The speech coding for the connection is advantageously executed in a TFO mode, and the changeover is thus executed for both devices taking part in the connection, whether it be a mobile station, another terminal equipment, or a transcoder unit. The TFO mode replaces a speech coding/decoding at the network side, in the transcoder unit TRAU, for example, by a transparent transmission of the speech-encoded speech information from terminal equipment to terminal equipment. Due to the transparency of the TFO mode, given transmission disturbances, an adaptation must also occur for both transmissions. However, it is just as possible that a failure of the TFO module represents the disturbance and that there must be a changeover to a PCM transmission at the network side. The inventive method leads to an improved speech impression in the changeover phase in this case also.
Another frequently occurring disturbing influence is a handover process during the TFO mode. The TFO mode is then potentially temporarily interrupted, and there is a changeover to a narrowband speech coding until the TFO mode is reestablished.
If the interference lasts longer, for example, longer than 5 s, then it is advantageous to gradually reduce the bandwidth expansion of the received narrowband speech information. The transition is thus smoothed for a subsequent narrowband transmission. The bandwidth expansion can be gradually reduced or can be suppressed by digital filtering. These adjustments can be executed according to the individual receiver.
According to an advantageous embodiment of the present invention, the speech coder/decoder is subdivided into modules for at least two frequency ranges, so that the broadband, or respectively, narrowband speech coding method can be specified by the selection of one or more modules. These modules are easy to add, or respectively, remove, so that the speech coder/decoder can be adapted to the transmission conditions by simple parametrization.

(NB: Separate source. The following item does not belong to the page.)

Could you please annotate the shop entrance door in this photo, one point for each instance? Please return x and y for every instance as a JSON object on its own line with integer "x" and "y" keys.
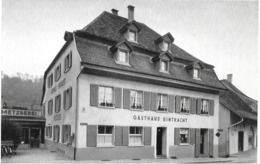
{"x": 161, "y": 142}
{"x": 240, "y": 141}
{"x": 35, "y": 138}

It also is within the framework of the present invention that the speech coder/decoder provides two broadband speech coding methods (i.e., the bandwidth is greater than 300 Hz to 3.4 kHz), the more narrowband of the two speech coding methods being more sharply limited in the higher frequency range. But an addition of the lower frequencies already improves the sound perception. This also has the advantage that e.g. 50 Hz to 3.4 kHz can be transmitted PCM-encoded. The higher frequencies are additionally artificially generated in a bandwidth expansion.